Une "contre-vérité à la vérité policière, c'est absolument essentiel"

Il évoque également la proposition de loi sécurité globale et son très controversé article 24, qui vise à interdire de diffuser des images d'un policier qui porteraient "atteinte à son intégrité physique ou psychique". "Cette loi ne doit pas seulement être abandonnée, mais on doit protéger les lanceurs d'alerte, les gens qui ont le courage de filmer", lance Mathieu Kassovitz.

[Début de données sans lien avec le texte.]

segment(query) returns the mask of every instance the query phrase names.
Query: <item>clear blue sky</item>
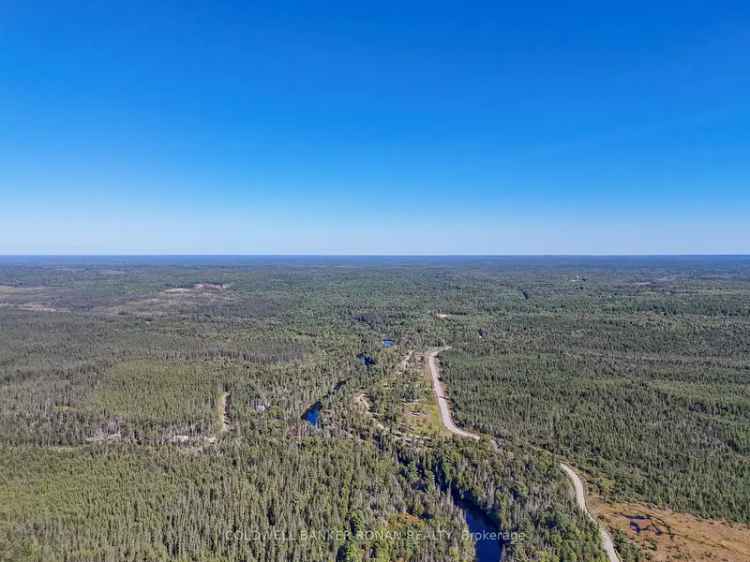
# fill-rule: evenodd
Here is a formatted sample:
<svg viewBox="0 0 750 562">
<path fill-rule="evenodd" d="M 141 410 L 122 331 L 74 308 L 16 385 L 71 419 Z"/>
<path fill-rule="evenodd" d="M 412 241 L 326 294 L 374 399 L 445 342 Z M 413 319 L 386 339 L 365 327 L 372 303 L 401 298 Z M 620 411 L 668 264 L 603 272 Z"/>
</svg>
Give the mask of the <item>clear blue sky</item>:
<svg viewBox="0 0 750 562">
<path fill-rule="evenodd" d="M 0 3 L 0 254 L 750 253 L 747 1 L 252 4 Z"/>
</svg>

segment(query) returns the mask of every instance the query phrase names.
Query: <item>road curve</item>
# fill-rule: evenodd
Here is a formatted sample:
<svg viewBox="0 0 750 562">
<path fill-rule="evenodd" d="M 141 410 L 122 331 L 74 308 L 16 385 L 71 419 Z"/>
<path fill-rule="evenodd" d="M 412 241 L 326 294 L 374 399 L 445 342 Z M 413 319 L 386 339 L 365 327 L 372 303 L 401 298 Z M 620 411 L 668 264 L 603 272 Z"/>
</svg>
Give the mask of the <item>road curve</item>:
<svg viewBox="0 0 750 562">
<path fill-rule="evenodd" d="M 438 408 L 440 409 L 440 418 L 443 421 L 445 429 L 450 431 L 452 434 L 478 441 L 479 435 L 477 435 L 476 433 L 464 431 L 463 429 L 459 428 L 455 423 L 453 423 L 453 418 L 451 417 L 450 407 L 448 406 L 448 400 L 445 396 L 445 389 L 443 388 L 442 382 L 440 382 L 440 371 L 437 365 L 438 354 L 441 351 L 447 351 L 448 349 L 450 349 L 450 346 L 440 347 L 437 349 L 432 349 L 425 354 L 425 357 L 427 358 L 427 365 L 430 369 L 430 375 L 432 376 L 432 389 L 435 391 Z M 602 548 L 607 554 L 607 559 L 609 560 L 609 562 L 621 562 L 620 557 L 617 556 L 617 551 L 615 550 L 615 544 L 612 541 L 612 537 L 604 528 L 604 526 L 600 525 L 597 522 L 596 518 L 589 511 L 589 508 L 586 505 L 586 490 L 583 486 L 581 477 L 576 474 L 575 470 L 573 470 L 565 463 L 560 463 L 560 468 L 563 469 L 563 472 L 565 472 L 567 477 L 573 483 L 573 489 L 575 490 L 576 503 L 578 504 L 578 508 L 583 511 L 588 516 L 588 518 L 591 519 L 591 521 L 593 521 L 593 523 L 599 528 L 599 535 L 601 536 L 602 540 Z"/>
<path fill-rule="evenodd" d="M 443 383 L 440 382 L 440 371 L 437 365 L 438 353 L 440 353 L 441 351 L 447 351 L 448 349 L 450 349 L 450 346 L 440 347 L 438 349 L 430 350 L 425 354 L 425 357 L 427 358 L 427 365 L 430 369 L 430 375 L 432 376 L 432 389 L 435 392 L 438 409 L 440 410 L 440 419 L 443 421 L 445 429 L 450 431 L 453 435 L 458 435 L 459 437 L 466 437 L 467 439 L 474 439 L 475 441 L 479 441 L 479 435 L 464 431 L 455 423 L 453 423 L 450 406 L 448 405 L 448 399 L 445 396 Z"/>
<path fill-rule="evenodd" d="M 596 525 L 599 528 L 599 534 L 601 535 L 602 539 L 602 548 L 604 549 L 604 552 L 607 553 L 607 558 L 609 559 L 609 562 L 620 562 L 620 557 L 617 556 L 617 551 L 615 550 L 615 543 L 612 541 L 612 537 L 607 532 L 607 530 L 604 528 L 603 525 L 600 525 L 594 515 L 589 511 L 588 506 L 586 505 L 586 489 L 583 486 L 583 480 L 581 480 L 581 477 L 578 476 L 575 470 L 573 470 L 571 467 L 569 467 L 565 463 L 560 463 L 560 468 L 563 469 L 563 472 L 568 476 L 570 481 L 573 483 L 573 489 L 576 493 L 576 503 L 578 504 L 578 508 L 583 511 L 591 521 L 594 522 L 594 525 Z"/>
</svg>

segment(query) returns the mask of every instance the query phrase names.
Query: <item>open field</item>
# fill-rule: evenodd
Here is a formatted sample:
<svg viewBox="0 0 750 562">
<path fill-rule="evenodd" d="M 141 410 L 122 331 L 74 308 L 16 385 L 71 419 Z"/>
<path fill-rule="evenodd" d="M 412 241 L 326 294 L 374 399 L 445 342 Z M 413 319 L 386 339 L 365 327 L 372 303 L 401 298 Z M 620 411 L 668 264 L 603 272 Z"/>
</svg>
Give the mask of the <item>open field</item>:
<svg viewBox="0 0 750 562">
<path fill-rule="evenodd" d="M 624 533 L 654 562 L 745 562 L 750 526 L 701 519 L 637 503 L 591 503 L 597 517 Z"/>
</svg>

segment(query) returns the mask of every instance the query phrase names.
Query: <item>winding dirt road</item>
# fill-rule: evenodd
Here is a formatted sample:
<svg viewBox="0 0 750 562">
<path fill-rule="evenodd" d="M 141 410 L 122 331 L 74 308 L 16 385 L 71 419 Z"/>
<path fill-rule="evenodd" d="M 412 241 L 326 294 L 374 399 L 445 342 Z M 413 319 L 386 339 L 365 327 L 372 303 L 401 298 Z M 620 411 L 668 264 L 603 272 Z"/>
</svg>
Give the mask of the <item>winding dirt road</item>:
<svg viewBox="0 0 750 562">
<path fill-rule="evenodd" d="M 576 471 L 569 467 L 567 464 L 561 462 L 560 468 L 563 469 L 563 472 L 568 476 L 568 478 L 570 478 L 570 481 L 573 483 L 573 489 L 576 493 L 576 503 L 578 504 L 578 509 L 583 511 L 588 516 L 588 518 L 591 519 L 591 521 L 593 521 L 594 524 L 599 528 L 599 534 L 602 538 L 602 548 L 604 549 L 604 552 L 607 553 L 609 562 L 620 562 L 620 557 L 617 556 L 617 551 L 615 550 L 615 543 L 612 541 L 612 536 L 604 528 L 603 525 L 599 524 L 594 515 L 589 511 L 588 505 L 586 505 L 586 488 L 583 485 L 583 480 L 581 480 L 581 477 L 578 476 Z"/>
<path fill-rule="evenodd" d="M 441 351 L 446 351 L 448 349 L 450 349 L 450 346 L 440 347 L 438 349 L 430 350 L 425 354 L 425 357 L 427 358 L 427 365 L 430 369 L 430 375 L 432 376 L 432 388 L 435 391 L 435 397 L 437 398 L 438 407 L 440 409 L 440 419 L 442 420 L 445 429 L 447 429 L 454 435 L 478 441 L 479 435 L 477 435 L 476 433 L 464 431 L 463 429 L 456 426 L 455 423 L 453 423 L 450 407 L 445 396 L 445 389 L 443 388 L 443 384 L 440 381 L 440 371 L 437 365 L 438 354 Z M 620 557 L 617 556 L 617 551 L 615 551 L 615 545 L 612 541 L 612 537 L 604 528 L 604 526 L 598 523 L 598 521 L 589 511 L 588 506 L 586 505 L 586 489 L 583 485 L 583 480 L 581 480 L 580 476 L 576 474 L 576 471 L 569 467 L 567 464 L 560 463 L 560 468 L 562 468 L 563 472 L 573 484 L 578 508 L 583 511 L 588 516 L 588 518 L 591 519 L 591 521 L 593 521 L 593 523 L 599 528 L 599 534 L 601 535 L 602 540 L 602 548 L 604 549 L 604 552 L 606 552 L 609 562 L 621 562 Z"/>
<path fill-rule="evenodd" d="M 440 382 L 440 371 L 437 366 L 437 355 L 441 351 L 447 351 L 450 346 L 440 347 L 433 349 L 425 354 L 427 358 L 427 365 L 430 369 L 430 375 L 432 376 L 432 389 L 435 391 L 435 398 L 437 398 L 438 408 L 440 410 L 440 419 L 443 421 L 445 429 L 450 431 L 454 435 L 459 437 L 466 437 L 467 439 L 474 439 L 479 441 L 479 435 L 476 433 L 469 433 L 458 427 L 453 423 L 453 417 L 451 416 L 450 406 L 448 405 L 448 398 L 445 396 L 445 389 L 443 383 Z"/>
</svg>

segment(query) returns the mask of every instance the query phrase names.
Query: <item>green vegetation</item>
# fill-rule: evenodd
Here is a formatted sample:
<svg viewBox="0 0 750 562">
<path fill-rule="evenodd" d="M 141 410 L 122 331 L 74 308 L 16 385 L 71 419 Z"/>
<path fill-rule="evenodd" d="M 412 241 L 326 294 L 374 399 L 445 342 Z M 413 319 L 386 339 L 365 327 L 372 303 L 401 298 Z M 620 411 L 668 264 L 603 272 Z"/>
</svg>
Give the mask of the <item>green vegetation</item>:
<svg viewBox="0 0 750 562">
<path fill-rule="evenodd" d="M 744 275 L 540 286 L 523 311 L 458 319 L 456 417 L 571 459 L 612 498 L 750 521 Z"/>
<path fill-rule="evenodd" d="M 466 558 L 466 545 L 438 536 L 460 526 L 458 510 L 407 486 L 373 447 L 345 440 L 2 453 L 4 560 L 324 560 L 349 546 L 355 521 L 379 539 L 355 545 L 374 559 L 439 548 Z M 376 533 L 415 505 L 431 517 L 411 543 L 407 528 Z"/>
<path fill-rule="evenodd" d="M 555 455 L 747 521 L 749 317 L 729 258 L 0 266 L 0 560 L 471 560 L 453 498 L 505 560 L 603 560 Z M 444 344 L 499 447 L 431 423 Z"/>
</svg>

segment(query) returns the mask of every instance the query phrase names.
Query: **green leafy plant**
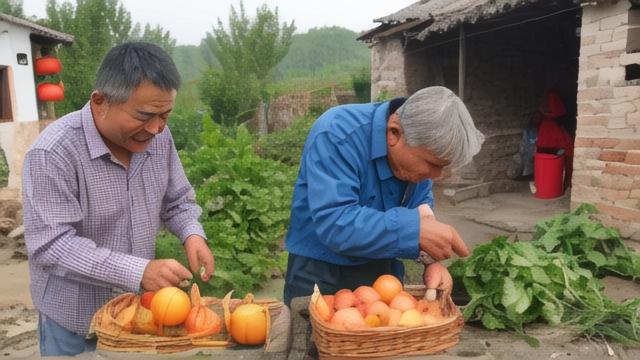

Lui avance l'idée de faire porter aux policiers français des caméras, comme c'est le cas aux États-Unis, "que les policiers se filment eux mêmes et que ces caméras soient vérifiées", déroule-t-il. "Je préfèrerais être filmé. Si je suis coupable, je suis coupable. Même chose pour eux", explique Mathieu Kassovitz, affirmant qu'une "contre-vérité à la vérité policière, c'est absolument essentiel".

"J'ai fait un film qui dit 'jusqu'ici tout va bien, jusqu'ici tout va bien'", continue l'acteur, "et en voyant cette vidéo, je ne pense plus que jusqu'ici tout va bien. Je pense qu'on est sur l'atterrissage et que si le gouvernement ne règle pas ce problème-là, il va perdre toute autorité".